Perhaps. The price tag would be hefty, though.

A growing number of Democratic presidential candidates have called for campaign finance reforms and establish publicly funded elections with “Democracy Dollars” as some call it.

Using entrepreneur and 2020 Democratic presidential candidate Andrew Yang’s suggested $100 voucher per voter, and taking into consideration how many eligible voters participated in the 2018 midterm elections, providing every voter with a $100 voucher would cost more than $10 billion if every voter used it.

The idea is not impossible, though. The Seattle City Council passed a similar version of Yang’s plan in 2015, but set the limit to $25 per voter.

More states welcome campaign finance reform

With billionaires like former NYC mayor Michael Bloomberg and hedge fund manager Tom Steyer pouring millions of their own money into their presidential campaigns, the debate on money in politics is still alive and well.

In a refreshing moment of bipartisanship, however, states have been working to ensure transparency from any candidate seeking local office.
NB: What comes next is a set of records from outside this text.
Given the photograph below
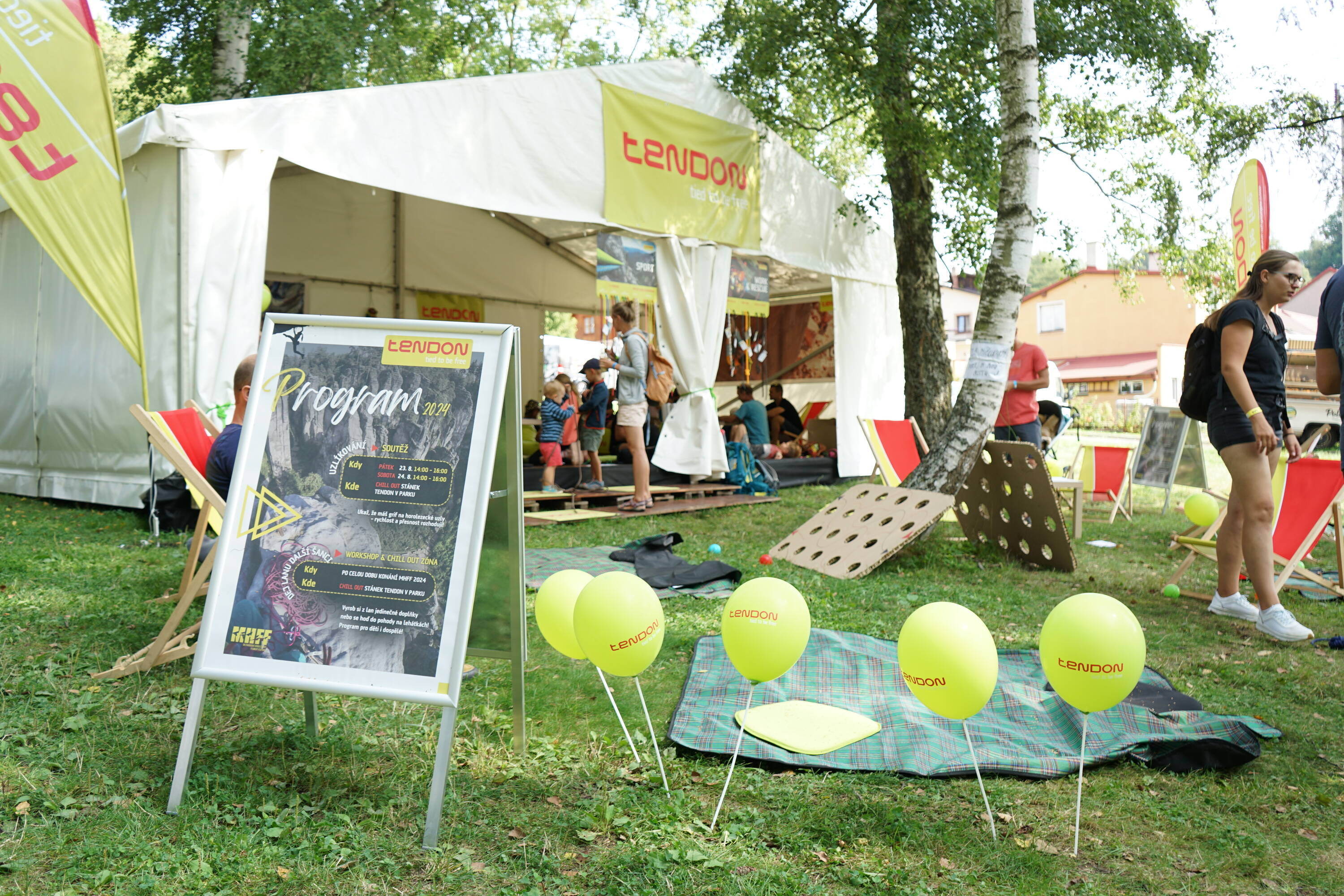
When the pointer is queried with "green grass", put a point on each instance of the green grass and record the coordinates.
(85, 766)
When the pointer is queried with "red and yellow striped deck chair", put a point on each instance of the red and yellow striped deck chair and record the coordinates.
(1307, 496)
(897, 445)
(1105, 473)
(183, 439)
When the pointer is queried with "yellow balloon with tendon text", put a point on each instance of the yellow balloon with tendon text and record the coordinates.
(1093, 650)
(948, 659)
(554, 610)
(619, 624)
(765, 625)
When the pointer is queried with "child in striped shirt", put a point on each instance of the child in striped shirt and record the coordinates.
(553, 429)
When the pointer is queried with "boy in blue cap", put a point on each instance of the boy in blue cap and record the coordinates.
(593, 421)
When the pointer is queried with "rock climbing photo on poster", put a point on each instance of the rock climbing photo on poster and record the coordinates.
(351, 526)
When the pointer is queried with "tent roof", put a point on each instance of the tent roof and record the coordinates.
(525, 144)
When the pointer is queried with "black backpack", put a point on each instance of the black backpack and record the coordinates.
(1202, 375)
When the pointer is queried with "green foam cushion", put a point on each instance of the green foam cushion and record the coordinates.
(806, 727)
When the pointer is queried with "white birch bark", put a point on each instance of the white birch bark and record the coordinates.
(233, 34)
(1006, 277)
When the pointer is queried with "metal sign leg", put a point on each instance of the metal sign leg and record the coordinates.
(439, 785)
(189, 745)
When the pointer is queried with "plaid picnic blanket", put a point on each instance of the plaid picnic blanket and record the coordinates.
(541, 563)
(1025, 731)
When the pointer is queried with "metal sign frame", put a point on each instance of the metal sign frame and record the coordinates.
(484, 612)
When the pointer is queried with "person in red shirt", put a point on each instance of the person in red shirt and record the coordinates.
(1018, 416)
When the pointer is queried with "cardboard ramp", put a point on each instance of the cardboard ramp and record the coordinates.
(862, 530)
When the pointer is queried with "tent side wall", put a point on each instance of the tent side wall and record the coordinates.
(65, 432)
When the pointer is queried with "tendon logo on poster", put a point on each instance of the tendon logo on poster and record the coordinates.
(1112, 669)
(416, 351)
(639, 638)
(917, 681)
(249, 637)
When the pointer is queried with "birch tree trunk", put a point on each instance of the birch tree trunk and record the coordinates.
(233, 34)
(1006, 277)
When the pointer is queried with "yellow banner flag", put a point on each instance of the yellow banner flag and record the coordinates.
(60, 166)
(1250, 220)
(671, 170)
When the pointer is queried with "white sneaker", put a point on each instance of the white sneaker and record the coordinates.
(1279, 624)
(1236, 606)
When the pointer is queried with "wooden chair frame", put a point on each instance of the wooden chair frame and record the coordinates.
(1123, 503)
(877, 465)
(195, 577)
(1205, 546)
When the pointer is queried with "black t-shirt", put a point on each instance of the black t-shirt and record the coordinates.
(792, 422)
(1266, 355)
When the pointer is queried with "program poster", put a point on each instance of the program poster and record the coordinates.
(355, 515)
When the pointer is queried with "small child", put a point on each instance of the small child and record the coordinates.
(594, 422)
(553, 428)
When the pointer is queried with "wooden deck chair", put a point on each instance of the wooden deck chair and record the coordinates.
(1307, 496)
(897, 445)
(1105, 474)
(183, 437)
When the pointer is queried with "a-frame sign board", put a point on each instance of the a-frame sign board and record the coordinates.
(374, 527)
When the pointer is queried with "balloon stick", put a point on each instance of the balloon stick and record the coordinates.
(1078, 809)
(734, 762)
(654, 738)
(612, 698)
(976, 765)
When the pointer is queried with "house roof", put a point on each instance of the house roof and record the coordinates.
(1107, 367)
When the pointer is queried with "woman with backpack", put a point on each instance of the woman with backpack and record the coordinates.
(632, 370)
(1248, 424)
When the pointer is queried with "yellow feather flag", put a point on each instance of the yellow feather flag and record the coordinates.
(60, 163)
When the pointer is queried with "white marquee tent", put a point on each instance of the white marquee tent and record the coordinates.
(488, 187)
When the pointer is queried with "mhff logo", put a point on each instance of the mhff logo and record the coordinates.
(639, 638)
(1093, 668)
(924, 683)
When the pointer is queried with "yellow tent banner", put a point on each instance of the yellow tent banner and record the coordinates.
(671, 170)
(449, 307)
(60, 166)
(1250, 218)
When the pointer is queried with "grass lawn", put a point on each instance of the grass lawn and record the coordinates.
(85, 766)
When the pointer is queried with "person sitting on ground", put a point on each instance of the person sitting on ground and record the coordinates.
(749, 422)
(553, 428)
(785, 424)
(220, 462)
(594, 422)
Gov. Charlie Baker (R-MA) signed a bill introduced by a Democratic state lawmaker that will completely overhaul the state’s campaign finance system.

Via AP: “Under the new law signed Tuesday by Baker, state lawmakers must report campaign contributions and expenditures in monthly statements filed [by] their banks.”

State legislators and some mayoral candidates will now have to report their financial information to the state’s Office of Campaign and Political Finance every month. The law intends to quickly identify and fix any discrepancies in public filings to improve transparency in political campaigns.

Meanwhile, interest in publicly financing elections made its way to the empire state. Last week, the New York State Public Finance Commission approved a measure to establish a $100 million state-funded matching funds program, set to go into effect in 2026

In the Courts

Blodgett v. Hughs: Complaint filed

Texans young and old banded together to file a lawsuit in federal court against the state. They’re asking the court to strike down a new law that requires all early voting polling places to remain open during specific hours rather than meet individual communities’ needs.

South Carolina Democratic Party v. State Election Commission: Complaint filed

The South Carolina Democratic party filed a lawsuit to invalidate a law that requires voters to provide their social security number in order to register to vote.